Stop running it as a business, give it the money it needs to do its job safely and well, end marketisation, privatisation and financialisation so PUBLIC MONEY GOES TO PUBLIC SERVICES! Not on marketising bureaucrats like Clinical Commissioning Groups, profiteering companies and 3rd sector organisations that waste money on huge salaries and pensions for directors and may well be funded by private equity companies via social impact bonds.
Many Trusts are attempting to restructure and renegotiate their loans – is Calderdale and Huddersfield Trust among them?
Hospitals’ debts to the Department of Health and Social Care have risen steeply since the introduction of NHS England’s cost-cutting Five Year Forward View and the subsequent imposition of Sustainability and Transformation Plans.
Dozens of hospital trusts with budget deficits have become reliant on interest-bearing loans from the Department of Health and Social Care to maintain payments to staff and suppliers.

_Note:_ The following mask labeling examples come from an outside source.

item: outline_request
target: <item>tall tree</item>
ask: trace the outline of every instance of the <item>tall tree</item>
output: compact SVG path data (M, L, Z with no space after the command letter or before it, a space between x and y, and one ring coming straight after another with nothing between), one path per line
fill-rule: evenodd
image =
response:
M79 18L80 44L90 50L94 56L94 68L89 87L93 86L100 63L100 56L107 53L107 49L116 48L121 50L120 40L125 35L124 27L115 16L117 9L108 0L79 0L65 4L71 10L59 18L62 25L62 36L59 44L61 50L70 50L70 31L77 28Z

Astonishingly, the Health Service Journal reports that since 2017-18, total hospital trust debts to the Department of Health and Social Care have exceeded hospitals’ Private Finance Initiative liabilities.

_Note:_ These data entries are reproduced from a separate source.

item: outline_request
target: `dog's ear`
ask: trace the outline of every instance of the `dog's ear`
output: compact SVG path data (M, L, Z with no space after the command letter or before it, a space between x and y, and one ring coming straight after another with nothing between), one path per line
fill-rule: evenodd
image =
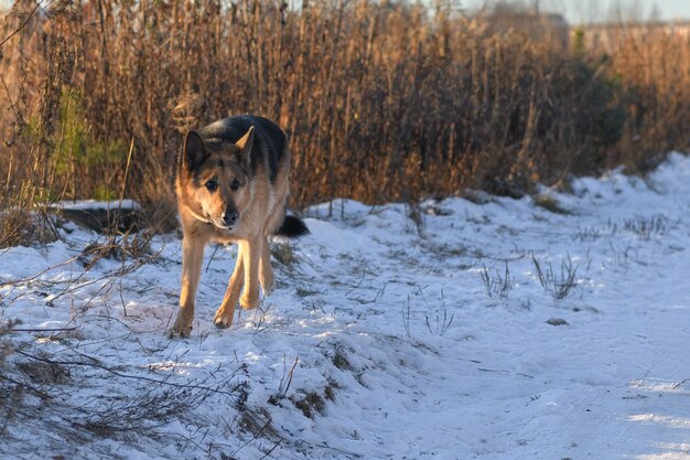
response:
M184 147L182 148L181 170L186 173L194 172L202 165L204 158L206 158L204 140L196 131L187 131L184 137Z
M237 146L240 162L248 168L251 159L251 146L254 146L254 126L241 139L235 142L235 146Z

Last year the-then Chief Exec of NHS Improvement, Ian Dalton, said it was “deeply unlikely” the debts could be repaid and the government would have to consider writing off some of them.

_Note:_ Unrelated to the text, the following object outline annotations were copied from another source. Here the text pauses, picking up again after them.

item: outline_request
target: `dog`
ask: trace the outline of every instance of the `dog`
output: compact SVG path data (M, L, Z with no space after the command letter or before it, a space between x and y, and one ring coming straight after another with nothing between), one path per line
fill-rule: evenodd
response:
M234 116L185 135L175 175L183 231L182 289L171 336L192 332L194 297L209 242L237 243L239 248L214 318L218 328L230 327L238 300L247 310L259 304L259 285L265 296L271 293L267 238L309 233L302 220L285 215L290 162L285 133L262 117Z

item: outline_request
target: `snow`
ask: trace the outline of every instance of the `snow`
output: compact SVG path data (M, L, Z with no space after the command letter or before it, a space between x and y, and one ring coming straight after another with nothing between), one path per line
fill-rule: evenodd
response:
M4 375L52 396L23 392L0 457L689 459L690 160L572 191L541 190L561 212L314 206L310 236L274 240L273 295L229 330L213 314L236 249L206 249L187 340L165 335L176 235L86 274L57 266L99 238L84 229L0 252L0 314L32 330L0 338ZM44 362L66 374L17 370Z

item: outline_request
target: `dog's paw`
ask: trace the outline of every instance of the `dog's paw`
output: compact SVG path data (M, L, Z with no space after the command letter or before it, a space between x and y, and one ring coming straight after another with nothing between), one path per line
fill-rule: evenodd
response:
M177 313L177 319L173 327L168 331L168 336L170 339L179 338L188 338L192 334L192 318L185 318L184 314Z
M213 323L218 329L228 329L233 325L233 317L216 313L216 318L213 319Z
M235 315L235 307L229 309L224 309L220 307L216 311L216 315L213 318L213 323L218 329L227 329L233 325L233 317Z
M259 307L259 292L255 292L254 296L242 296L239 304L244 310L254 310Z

UPDATE: Calderdale and Huddersfield hospitals trust said they would reply within 20 working days to these questions – and here are their answers:
- Is Calderdale and Huddersfield hospitals trust talking to NHS regulators and the Department of Health and Social Care about restructuring their loan with the Department of Health and Social Care?
- If so, does this include a bid to get the loan written off?
- If not, what kind of restructure or renegotiation are you looking for? – Freedom Of Information reply to those 3 questions: The Trust works within the overall cash funding regime operated by the DHSC. Our future financial projections assume continued loan funding.
- What are the sources of the Calderdale and Huddersfield hospitals trust 2018-19 income of £369m (as reported in the Health Services Journal), broken down by source? – Freedom Of Information reply: There is a breakdown of the £369m income provided in the Trust’s publicly available annual accounts which can be found on our website as follows: https://www.cht.nhs.uk/about-us/publications/
- When did Calderdale and Huddersfield hospitals trust first take out a loan from Department of Health and Social Care? How much has it borrowed each year since then? – Freedom Of Information reply: The Trust has been in receipt of DHSC borrowing for capital investment from 2014/15 and revenue support from 2015/16. The combined year-end loan balances (cumulative borrowing) by year are available as in the Trust’s publicly available annual accounts using the link provided above.
You can find out about our #NHS4All demands here.
Matt Hancock presented the debt write off as “a landmark step” in the government’s response to Covid 19, but it’s mostly not new money and it’s not a new plan.
NHS England/NHS Improvement had decided in January 2020 to convert around 100 hospital trust debts to Public Dividend Capital, to the tune of around £10bn, from 1 April 2020.
Matt Hancock basically presented an accounting trick, converting the hospitals’ debts into an asset (Public Dividend Capital), with the hospitals having to pay a 3.5% interest charge on the Public Dividend Capital – higher than the interest rate they were paying on their Department of Health and Social Care “debts”.